Suppose someone were to design a way to power a heart pacemaker by scavenging some of the energy of the beating heart itself, doing away with batteries. Could your heart continue beating after your death in some sort of perpetual-motion scenario? Would you become a zombie?
I had that conversation with Roy Freeland, CEO of a British company called, eerily enough, Perpetuum. Freeland had mentioned the possibility of harvesting the energy of the beating heart at the Darnell Group's first annual nanoPower Forum earlier this month in San Jose, Calif.
Not that Perpetuum is dedicated to Shaun of the Dead pursuits. Instead, the company's microgenerators power systems that monitor vibrations in equipment in places such as refineries and water pumping stations. The pacemaker was just one in a long list of potential applications that Freeland mentioned in his presentation at the conference's plenary session, albeit one that Perpetuum is actually working on.
THE PIEZOELECTRIC PUZZLE
Several vendors of piezoelectric pushbutton switches were at the conference too, and they had various approaches to solving a question that puzzled me— namely, how do you convert the mere press of a finger into a significant burst of energy when piezoelectric materials are brittle and deform so little?
Piezo pushbuttons are a big part of today's energy-harvesting picture. The plenary session started with Boeing's Bradley Mitchell discussing energy-harvesting systems in the 787 jetliner. Some of the technology is thermocouple-based, but a great deal focuses on the Passenger Services System—those buttons on the armrest that turn on the overhead light and change channels on the entertainment system. Today, that's all hardwired, Mitchell said.
Yet in an effort to make things lighter and more reliable, Boeing wants to replace the wiring with a mesh network and power it all with finger-presses. What's more reliable than hardwiring, you ask? Nothing, if the cabin configuration remains unchanged. Airlines change cabins from passenger to cargo use and rearrange seating all the time, though. That implies an interconnect system, and there goes your reliability.
THUNDER AND LIGHTNING
Back to the question of the brittle piezoelectrics. Curiously, one approach is based on a NASA technology called Thunder, which was developed for actuators. Face International has turned the technology on its head for use in switches, calling it "Lightning" to play off the "Thunder" motif.
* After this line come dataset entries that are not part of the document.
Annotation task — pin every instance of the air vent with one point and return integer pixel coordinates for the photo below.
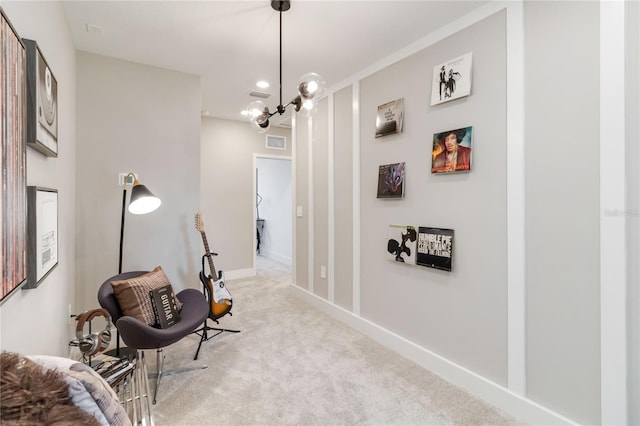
(259, 94)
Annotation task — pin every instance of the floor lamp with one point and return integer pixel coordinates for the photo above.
(142, 202)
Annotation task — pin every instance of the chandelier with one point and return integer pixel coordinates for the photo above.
(311, 87)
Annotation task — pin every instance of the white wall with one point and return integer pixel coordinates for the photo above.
(228, 149)
(35, 321)
(136, 118)
(562, 239)
(518, 321)
(274, 186)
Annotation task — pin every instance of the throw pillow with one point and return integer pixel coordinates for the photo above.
(133, 294)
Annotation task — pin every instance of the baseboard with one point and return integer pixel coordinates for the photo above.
(521, 408)
(279, 258)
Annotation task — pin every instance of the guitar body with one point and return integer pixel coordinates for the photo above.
(217, 294)
(216, 310)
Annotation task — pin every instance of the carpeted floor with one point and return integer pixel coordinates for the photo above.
(294, 365)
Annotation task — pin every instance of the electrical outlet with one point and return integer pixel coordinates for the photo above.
(123, 176)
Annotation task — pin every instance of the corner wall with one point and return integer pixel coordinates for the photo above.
(227, 173)
(136, 118)
(28, 316)
(518, 321)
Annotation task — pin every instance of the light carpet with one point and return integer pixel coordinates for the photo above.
(292, 364)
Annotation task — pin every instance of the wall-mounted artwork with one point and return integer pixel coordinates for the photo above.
(435, 248)
(13, 205)
(451, 80)
(42, 103)
(276, 142)
(391, 180)
(42, 233)
(451, 151)
(390, 118)
(401, 244)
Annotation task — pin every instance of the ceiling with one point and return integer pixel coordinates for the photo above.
(231, 44)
"A thin ceramic piezoelectric wafer is sandwiched between an aluminum sheet and a steel sheet and held together with an amorphous thermoplastic adhesive. The sandwich is heated in an autoclave, and the adhesive melts," a NASA representative explained.
"When the sandwich cools, the adhesive bonds the parts together into one piezoelectric element," the representative continued. "While they cool, the components of the element contract at different rates, and this differential shrinkage causes the element to warp. The shrinking of the outside metal layers places the inside piezoelectric ceramic under mechanical stress."
"Like a pre-stressed concrete bridge?" I asked.
"Exactly," I was told. So that provides a good quarter-inch of travel and enough energy to flash three NE-2 neon lamps in Face's demo. Mystery solved.
And when I asked Roy Freeland the zombie question, he was a little startled. Then he began to think about the implications. "I'll take it back to my cardiologist," he promised.